L’app: non diagnostica ma pur sempre utile
Sullo schermo del tablet compare lo spazio tridimensionale in cui ci si trova. L’app chiede di sistemarvi tre oggetti simbolici toccando lo schermo. Una volta sistemati, gli oggetti scompaiono. Poco dopo bisogna ritrovarli con il tablet davanti. Contemporaneamente, ad ogni segnale acustico, si deve toccare un pulsante sullo schermo. È una delle due prove che bisogna eseguire. Alla fine, il programma valuta se sussiste un disturbo cognitivo basandosi su fattori quali la capacità del soggetto esaminato di fare più cose contemporaneamente.
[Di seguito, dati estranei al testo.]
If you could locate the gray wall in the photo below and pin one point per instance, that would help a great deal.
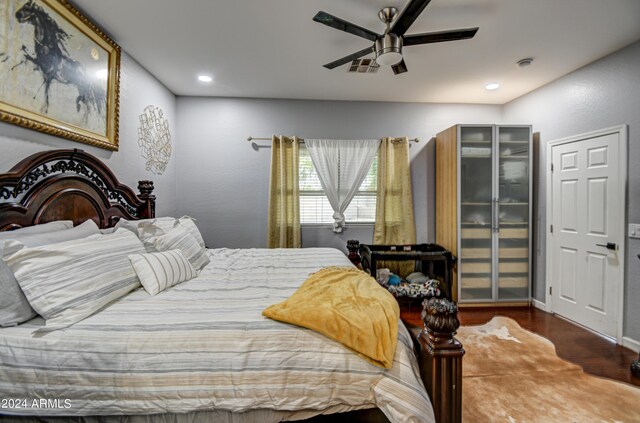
(138, 89)
(224, 180)
(603, 94)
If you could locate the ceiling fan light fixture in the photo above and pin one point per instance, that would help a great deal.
(389, 49)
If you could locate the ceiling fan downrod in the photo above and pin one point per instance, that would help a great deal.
(388, 46)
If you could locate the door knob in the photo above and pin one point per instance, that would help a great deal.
(609, 245)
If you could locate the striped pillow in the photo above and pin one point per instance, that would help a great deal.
(181, 239)
(69, 281)
(159, 271)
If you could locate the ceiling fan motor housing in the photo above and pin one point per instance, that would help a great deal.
(389, 49)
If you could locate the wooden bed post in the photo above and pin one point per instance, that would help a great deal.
(148, 209)
(440, 356)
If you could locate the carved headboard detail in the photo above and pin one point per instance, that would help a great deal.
(72, 185)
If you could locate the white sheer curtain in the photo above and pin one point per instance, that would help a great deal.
(342, 166)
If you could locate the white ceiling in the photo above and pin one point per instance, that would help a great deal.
(273, 49)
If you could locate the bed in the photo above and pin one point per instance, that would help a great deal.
(202, 351)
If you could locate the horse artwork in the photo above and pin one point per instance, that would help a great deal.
(57, 69)
(52, 60)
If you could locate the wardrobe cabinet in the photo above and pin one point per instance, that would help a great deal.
(483, 210)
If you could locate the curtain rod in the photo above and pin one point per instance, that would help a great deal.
(302, 139)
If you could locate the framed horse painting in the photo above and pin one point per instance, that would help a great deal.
(59, 73)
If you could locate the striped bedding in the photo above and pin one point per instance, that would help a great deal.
(204, 345)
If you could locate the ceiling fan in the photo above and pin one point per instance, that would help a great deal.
(388, 46)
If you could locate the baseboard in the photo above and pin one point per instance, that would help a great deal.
(632, 344)
(539, 304)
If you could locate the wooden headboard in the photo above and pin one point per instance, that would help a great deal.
(69, 185)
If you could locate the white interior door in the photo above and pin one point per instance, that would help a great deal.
(586, 255)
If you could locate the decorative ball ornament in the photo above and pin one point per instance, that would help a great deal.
(154, 139)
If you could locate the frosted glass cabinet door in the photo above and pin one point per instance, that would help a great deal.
(513, 212)
(476, 176)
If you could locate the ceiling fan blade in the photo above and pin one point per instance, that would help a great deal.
(349, 58)
(399, 68)
(342, 25)
(408, 16)
(437, 37)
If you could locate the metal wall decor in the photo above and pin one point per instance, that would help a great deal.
(59, 72)
(154, 139)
«Per gran parte delle persone che si sono sottoposte al test, il risultato dell’app non si è discostato da quello che sarebbe emerso da un esame standard tradizionale», afferma il professor Daniel Rüfenacht, specialista in neuroradiologia, che ha seguito lo studio in Svizzera presso la clinica Hirslanden di Zurigo. Nonostante l’elevata precisione dell’app, le mediche e i medici di famiglia hanno comunque dovuto usarla quanto meno assieme a un questionario standard. «L’app non sostituisce un esame clinico successivo, purtroppo più costoso», aggiunge il professore, «e in ogni caso è sconsigliato usare l’app come strumento di autodiagnosi». Non solo per il rischio di sbagliare diagnosi: che sia attraverso un’app o un test, la diagnosi di un rischio elevato di Alzheimer deve essere accompagnata da opzioni d’intervento da sottoporre agli interessati.
Cionondimeno, per Rüfenacht vale la pena usare quest’app: «Nel 15 per cento degli ultrasessantenni, dopo un intervento chirurgico si manifestano delirium o i primi sintomi di una demenza vascolare». In medicina questo si chiama disfunzione cognitiva postoperatoria o POCD (post operative cognitive disease). Il professore spiega che riguarda i pazienti il cui cervello è più sensibile o vulnerabile a causa di una cattiva circolazione sanguigna. Proprio in questi soggetti l’app consentirebbe di individuare in anticipo eventuali fragilità cognitive. «Così potremmo modificare in anticipo, ad esempio, una pressione sanguigna spesso troppo bassa durante la narcosi e ridurre il numero di questi casi». Per Rüfenacht, questo è già un buon motivo per utilizzare l’app e per farla perfezionare.
Demenza frontotemporale: rara e tutt’altro che inconfondibile
La classica forma di FTD, un tempo chiamata anche morbo di Pick, è quasi sempre caratterizzata da alterazioni della personalità e del comportamento interrelazionale. All’inizio, le persone colpite diventano sempre più superficiali e distratte e trascurano doveri e igiene. Normalmente, però, i malati non si accorgono dei propri cambiamenti. Spesso chi è affetto da FTD manifesta disinibizione sociale che si traduce in logorrea, osservazioni inopportune e smoderatezza nel bere e nel mangiare. Un’altra caratteristica è la disinibizione sessuale. Le persone affette da FTD faticano o non riescono assolutamente a essere empatiche. Risulta deteriorata anche la capacità di pianificazione, organizzazione e giudizio.
Diverse forme di demenza
Diagnosi più rapida grazie a un questionario
La diagnosi precoce è uno dei temi al centro anche del secondo progetto diretto dal Dr. Marc Sollberger della Memory Clinic di Basilea: in questo caso, lo strumento è un questionario destinato ai familiari del paziente. Basato sulle ultime scoperte, esso consentirebbe alle mediche e ai medici di diagnosticare precocemente la demenza frontotemporale (FTD). Le risposte dei familiari possono anche aiutare a distinguere la FTD da altri disturbi neurologici. Infatti, il morbo di Parkinson, le forme medio-gravi di depressione e un determinato tipo di Alzheimer presentano anomalie comportamentali simili. Anche le mediche e i medici rischiano di confondere la FTD con un altro disturbo psichico. Poiché spesso questa forma rara di demenza (v. diagramma) porta con sé anche un comportamento disinibito nei confronti del/della partner, spesso una FTD incipiente viene «liquidata» come un problema di coppia.
Anche in caso di FTD è utile una diagnosi precoce per poter trattare adeguatamente i pazienti con terapie farmacologiche e non. Così, è possibile contrastare i problemi comportamentali, cosa che a sua volta semplifica la vita quotidiana dei pazienti e in particolare dei loro familiari.
Terminata la prima fase dello studio, durante la quale presso la Memory Clinic di Basilea sono state intervistate 240 persone sane e i loro familiari, prenderà il via la cosiddetta fase di convalida, durante la quale entro la fine del 2022 cinque cliniche testeranno le domande su 280 pazienti affetti da diversi disturbi neurologici.